Vicky Kypta is the Medical Team Manager for the Jungle Marathon, which starts October 6 in the Amazon in Brazil. Last year she did an informal survey of the participants and the results are interesting. The race lasts seven days and goes through the jungle on pre-existing paths, trails, and tracks with natural obstacles to pass including streams and shallow rivers. This leads to feet that are constantly wet.

Jungle Marathon foot care

Jungle Marathon foot care

This is the race that I will be at in a few days.

Vicky shared the results of the questionnaire and commented it was quite interesting, although the sample group was quite small. There were about 30 participants.

Here are some of the findings:

  • 77% of the respondents wore Injinji socks
  • 100% of those NOT wearing Injinji sock got blisters
  • 46% of those wearing Injinji sock got blisters: out of those 50% were on the balls of the foot and 50% were on the toes. Those who had blisters on their toes all wore shoes in their normal size.

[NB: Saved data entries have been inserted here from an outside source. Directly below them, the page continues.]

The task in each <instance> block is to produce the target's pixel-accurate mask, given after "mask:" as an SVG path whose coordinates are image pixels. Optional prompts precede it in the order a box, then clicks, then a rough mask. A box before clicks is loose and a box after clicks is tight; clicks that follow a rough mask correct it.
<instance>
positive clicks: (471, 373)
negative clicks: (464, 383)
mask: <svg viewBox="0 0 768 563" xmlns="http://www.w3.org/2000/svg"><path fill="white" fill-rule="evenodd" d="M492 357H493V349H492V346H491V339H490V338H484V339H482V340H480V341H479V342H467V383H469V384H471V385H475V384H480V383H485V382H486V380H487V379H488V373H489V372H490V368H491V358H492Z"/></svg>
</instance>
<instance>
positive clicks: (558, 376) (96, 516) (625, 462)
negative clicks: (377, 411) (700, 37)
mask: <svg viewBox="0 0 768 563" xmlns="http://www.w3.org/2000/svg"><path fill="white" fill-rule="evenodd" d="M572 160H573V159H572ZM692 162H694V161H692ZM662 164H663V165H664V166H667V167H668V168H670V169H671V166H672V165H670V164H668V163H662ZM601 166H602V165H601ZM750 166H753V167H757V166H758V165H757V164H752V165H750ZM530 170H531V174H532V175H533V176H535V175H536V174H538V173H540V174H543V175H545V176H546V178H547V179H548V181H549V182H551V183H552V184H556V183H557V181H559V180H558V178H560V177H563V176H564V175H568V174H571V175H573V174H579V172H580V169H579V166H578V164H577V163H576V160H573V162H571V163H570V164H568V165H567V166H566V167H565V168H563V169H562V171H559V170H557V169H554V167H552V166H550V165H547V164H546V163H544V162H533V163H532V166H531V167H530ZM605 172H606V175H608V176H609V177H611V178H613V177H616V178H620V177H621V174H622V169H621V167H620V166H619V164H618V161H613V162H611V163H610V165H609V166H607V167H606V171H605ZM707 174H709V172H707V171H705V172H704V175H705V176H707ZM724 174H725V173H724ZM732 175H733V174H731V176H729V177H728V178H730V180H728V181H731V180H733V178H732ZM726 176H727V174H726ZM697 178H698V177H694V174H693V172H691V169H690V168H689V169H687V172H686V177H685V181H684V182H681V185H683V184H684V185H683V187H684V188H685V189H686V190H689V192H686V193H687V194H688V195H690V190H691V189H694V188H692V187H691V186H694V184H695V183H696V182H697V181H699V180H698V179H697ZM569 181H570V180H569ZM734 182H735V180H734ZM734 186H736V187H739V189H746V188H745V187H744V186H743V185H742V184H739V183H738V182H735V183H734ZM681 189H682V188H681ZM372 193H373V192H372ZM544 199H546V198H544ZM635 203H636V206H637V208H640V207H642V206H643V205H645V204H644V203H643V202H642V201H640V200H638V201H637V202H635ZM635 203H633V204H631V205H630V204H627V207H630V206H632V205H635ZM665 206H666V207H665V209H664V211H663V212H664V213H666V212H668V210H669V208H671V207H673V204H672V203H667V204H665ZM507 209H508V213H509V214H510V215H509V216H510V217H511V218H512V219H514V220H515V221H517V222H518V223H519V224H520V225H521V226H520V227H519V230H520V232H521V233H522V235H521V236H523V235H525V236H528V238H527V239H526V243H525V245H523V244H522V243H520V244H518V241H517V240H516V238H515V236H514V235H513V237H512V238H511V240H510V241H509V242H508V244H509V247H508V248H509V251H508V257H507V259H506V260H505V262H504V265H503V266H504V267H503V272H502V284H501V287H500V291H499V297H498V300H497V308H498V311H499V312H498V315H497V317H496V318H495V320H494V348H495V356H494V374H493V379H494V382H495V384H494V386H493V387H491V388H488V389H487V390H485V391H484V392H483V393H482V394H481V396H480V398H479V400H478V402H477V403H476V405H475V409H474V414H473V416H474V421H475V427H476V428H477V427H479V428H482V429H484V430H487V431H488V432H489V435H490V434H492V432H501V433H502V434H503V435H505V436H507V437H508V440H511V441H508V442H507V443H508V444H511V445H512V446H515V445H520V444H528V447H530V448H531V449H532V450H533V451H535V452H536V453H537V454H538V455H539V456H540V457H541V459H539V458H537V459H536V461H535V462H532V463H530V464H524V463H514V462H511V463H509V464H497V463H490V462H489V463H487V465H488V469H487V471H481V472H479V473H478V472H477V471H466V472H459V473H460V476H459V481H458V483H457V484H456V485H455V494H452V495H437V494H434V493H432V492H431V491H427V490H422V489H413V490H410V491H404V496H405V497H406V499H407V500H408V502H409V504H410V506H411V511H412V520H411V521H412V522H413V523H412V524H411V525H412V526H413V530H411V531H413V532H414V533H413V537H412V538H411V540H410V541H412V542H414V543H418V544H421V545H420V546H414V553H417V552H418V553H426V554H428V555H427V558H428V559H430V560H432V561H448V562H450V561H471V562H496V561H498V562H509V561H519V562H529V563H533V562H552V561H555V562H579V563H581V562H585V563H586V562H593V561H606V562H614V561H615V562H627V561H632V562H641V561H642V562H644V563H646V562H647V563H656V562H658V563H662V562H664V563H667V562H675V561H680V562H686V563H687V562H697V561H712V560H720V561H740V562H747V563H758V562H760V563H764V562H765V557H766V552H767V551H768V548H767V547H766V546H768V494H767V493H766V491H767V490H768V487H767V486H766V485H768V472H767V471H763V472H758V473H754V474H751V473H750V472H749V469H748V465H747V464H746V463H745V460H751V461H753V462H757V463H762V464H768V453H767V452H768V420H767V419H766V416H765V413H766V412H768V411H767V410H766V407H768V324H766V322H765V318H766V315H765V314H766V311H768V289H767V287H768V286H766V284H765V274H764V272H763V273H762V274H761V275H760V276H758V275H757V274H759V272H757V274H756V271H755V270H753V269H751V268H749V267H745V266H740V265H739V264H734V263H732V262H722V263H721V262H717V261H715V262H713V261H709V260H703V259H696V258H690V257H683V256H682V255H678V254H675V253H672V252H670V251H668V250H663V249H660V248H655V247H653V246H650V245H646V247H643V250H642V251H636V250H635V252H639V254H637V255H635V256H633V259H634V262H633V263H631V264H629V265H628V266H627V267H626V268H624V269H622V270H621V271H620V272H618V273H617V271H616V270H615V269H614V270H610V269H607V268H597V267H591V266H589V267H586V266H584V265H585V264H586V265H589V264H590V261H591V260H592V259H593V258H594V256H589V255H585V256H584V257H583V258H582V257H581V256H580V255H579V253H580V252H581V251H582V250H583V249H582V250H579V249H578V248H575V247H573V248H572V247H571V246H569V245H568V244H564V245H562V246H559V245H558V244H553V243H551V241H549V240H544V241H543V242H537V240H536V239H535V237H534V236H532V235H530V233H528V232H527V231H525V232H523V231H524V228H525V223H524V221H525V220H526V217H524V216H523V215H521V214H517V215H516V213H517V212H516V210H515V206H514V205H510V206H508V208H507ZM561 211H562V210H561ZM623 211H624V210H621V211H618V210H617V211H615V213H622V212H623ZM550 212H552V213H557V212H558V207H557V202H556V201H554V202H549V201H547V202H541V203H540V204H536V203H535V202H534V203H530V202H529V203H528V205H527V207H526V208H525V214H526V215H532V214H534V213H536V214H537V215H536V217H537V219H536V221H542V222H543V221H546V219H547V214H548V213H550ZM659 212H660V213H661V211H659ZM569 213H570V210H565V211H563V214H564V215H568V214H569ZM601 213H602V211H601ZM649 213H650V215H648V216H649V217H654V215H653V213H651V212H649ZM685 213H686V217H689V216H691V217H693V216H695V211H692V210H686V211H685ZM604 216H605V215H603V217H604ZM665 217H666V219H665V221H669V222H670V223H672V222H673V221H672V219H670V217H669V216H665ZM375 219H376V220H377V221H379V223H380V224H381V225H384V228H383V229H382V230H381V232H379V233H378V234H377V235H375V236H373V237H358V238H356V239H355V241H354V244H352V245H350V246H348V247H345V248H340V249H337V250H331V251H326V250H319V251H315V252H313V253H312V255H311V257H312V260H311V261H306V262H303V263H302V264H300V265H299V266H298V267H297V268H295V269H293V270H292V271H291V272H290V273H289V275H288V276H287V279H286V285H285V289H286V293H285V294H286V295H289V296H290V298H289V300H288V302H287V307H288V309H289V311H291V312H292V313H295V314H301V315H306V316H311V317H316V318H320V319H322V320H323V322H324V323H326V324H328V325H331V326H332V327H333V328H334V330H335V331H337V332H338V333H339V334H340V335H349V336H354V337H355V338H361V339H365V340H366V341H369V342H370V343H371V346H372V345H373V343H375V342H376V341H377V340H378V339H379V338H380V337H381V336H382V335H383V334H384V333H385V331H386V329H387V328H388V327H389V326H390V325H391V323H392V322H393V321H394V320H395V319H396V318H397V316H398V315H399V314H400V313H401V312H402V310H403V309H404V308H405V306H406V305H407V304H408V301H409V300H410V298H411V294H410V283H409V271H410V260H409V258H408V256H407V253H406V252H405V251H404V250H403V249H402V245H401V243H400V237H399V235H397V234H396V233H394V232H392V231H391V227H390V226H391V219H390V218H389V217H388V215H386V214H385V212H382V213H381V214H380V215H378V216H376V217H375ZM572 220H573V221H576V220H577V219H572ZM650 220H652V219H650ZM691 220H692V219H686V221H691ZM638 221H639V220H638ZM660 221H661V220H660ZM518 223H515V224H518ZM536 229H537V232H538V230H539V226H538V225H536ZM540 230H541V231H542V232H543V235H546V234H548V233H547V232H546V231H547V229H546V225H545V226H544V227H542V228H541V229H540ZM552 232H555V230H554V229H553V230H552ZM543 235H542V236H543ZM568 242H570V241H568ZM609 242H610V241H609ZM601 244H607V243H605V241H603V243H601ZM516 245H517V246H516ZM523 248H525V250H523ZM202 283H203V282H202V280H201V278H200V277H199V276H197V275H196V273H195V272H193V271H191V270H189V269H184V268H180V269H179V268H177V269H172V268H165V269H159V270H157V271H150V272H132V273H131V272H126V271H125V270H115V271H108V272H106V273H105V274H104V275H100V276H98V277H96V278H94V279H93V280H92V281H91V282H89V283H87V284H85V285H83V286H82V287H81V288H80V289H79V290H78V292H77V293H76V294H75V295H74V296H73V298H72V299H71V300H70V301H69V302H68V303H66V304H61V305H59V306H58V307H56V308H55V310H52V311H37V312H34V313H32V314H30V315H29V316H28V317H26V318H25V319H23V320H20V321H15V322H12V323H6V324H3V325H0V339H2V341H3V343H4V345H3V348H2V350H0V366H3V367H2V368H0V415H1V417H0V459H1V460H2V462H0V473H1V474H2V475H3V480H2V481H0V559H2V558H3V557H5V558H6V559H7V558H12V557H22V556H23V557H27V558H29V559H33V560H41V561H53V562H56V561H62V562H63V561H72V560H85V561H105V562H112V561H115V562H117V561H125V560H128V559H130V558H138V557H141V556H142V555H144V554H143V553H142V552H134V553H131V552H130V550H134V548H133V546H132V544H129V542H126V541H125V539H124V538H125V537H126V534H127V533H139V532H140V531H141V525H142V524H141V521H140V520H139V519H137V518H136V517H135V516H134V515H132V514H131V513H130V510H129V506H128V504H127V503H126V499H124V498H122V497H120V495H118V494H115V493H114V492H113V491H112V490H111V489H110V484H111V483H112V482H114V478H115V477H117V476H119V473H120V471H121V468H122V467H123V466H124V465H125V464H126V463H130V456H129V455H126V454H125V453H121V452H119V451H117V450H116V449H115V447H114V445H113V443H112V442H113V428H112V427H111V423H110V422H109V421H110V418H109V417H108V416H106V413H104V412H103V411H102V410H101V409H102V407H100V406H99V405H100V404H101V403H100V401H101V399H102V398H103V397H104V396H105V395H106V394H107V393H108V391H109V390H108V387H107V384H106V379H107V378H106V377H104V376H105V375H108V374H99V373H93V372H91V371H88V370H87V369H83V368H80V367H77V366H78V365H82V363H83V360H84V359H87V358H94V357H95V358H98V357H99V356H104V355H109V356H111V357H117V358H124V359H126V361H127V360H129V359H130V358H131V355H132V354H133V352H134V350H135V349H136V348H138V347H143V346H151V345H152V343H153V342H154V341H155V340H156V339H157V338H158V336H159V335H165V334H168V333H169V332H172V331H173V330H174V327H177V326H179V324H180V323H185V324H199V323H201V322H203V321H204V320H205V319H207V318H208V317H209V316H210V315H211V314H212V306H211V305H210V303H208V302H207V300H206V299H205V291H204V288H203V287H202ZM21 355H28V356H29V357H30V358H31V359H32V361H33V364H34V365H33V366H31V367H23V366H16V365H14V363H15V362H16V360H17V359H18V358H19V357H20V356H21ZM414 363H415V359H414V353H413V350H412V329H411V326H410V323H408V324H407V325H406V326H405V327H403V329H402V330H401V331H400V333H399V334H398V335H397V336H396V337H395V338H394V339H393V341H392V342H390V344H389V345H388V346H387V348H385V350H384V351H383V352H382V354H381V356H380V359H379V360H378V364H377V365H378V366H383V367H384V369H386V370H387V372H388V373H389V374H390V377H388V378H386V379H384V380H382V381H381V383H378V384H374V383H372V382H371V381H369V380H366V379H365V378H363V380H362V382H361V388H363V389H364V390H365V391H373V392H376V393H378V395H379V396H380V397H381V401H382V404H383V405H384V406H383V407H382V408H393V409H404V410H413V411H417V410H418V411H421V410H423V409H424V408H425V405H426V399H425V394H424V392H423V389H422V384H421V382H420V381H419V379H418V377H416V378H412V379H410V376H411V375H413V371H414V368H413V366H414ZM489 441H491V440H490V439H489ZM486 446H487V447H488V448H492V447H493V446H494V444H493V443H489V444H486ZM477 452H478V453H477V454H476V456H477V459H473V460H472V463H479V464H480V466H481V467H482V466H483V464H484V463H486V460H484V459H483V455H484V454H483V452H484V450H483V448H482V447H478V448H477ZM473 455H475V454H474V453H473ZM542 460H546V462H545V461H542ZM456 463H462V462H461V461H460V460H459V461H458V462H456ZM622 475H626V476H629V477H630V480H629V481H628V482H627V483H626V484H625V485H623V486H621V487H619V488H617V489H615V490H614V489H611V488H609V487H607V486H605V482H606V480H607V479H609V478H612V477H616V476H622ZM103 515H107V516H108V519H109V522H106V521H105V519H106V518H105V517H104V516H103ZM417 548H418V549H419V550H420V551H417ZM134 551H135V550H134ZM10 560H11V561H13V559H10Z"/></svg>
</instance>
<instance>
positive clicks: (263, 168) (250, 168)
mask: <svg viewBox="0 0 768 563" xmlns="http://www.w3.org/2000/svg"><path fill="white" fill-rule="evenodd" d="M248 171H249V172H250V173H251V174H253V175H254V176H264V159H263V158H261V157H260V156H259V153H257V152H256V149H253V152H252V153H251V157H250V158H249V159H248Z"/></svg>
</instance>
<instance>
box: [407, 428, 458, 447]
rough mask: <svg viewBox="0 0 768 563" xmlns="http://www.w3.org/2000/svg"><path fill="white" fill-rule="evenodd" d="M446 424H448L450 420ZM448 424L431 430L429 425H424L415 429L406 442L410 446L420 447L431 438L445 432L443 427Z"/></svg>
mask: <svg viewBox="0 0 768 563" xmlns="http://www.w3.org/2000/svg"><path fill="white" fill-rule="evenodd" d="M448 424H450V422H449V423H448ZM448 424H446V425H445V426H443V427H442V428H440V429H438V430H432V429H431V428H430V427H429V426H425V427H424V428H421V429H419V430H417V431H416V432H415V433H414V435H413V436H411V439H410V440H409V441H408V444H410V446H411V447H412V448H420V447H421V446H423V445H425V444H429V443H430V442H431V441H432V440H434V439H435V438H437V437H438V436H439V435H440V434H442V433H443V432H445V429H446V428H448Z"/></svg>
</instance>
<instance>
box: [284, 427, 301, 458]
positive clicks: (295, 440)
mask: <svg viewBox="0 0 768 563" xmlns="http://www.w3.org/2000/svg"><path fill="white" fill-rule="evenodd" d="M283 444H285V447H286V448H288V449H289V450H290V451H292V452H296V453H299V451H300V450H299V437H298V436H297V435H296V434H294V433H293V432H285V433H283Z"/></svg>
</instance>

Out of those with no blisters:

  • 100% wore Injinji socks
  • 100% wore shoes one size larger
  • 75% applied some form of anti-friction compound to their feet; i.e. Body Glide, 2nd Skin or Zinc Oxide cream
  • 75% pre-taped problem areas or hotspots

I find this interesting and wonder what we will find with the 78 participants next week. The Jungle Marathons are well run and the staff tells runners to train with wet feet. They have found this results in less foot problems.

The results are striking in several areas (remember this is a seven day stage race):

  1. All the runners who did not get blisters wore Injinji socks and shoes a full size larger than their normal shoes
  2. All the runners who did not wear Injinji socks got blisters
  3. Runners wearing their normal size shoes all got toe blisters
  4. The majority of blisters were on the forefoot and toes

Over the past 17 years, I have worked a lot of ultramarathons and multi-day stage races. I can honestly say that overall, feet have improved. More runners are prepared and know how to manage their feet.

When I return, I will share what we found at this year’s Amazon Jungle Marathon.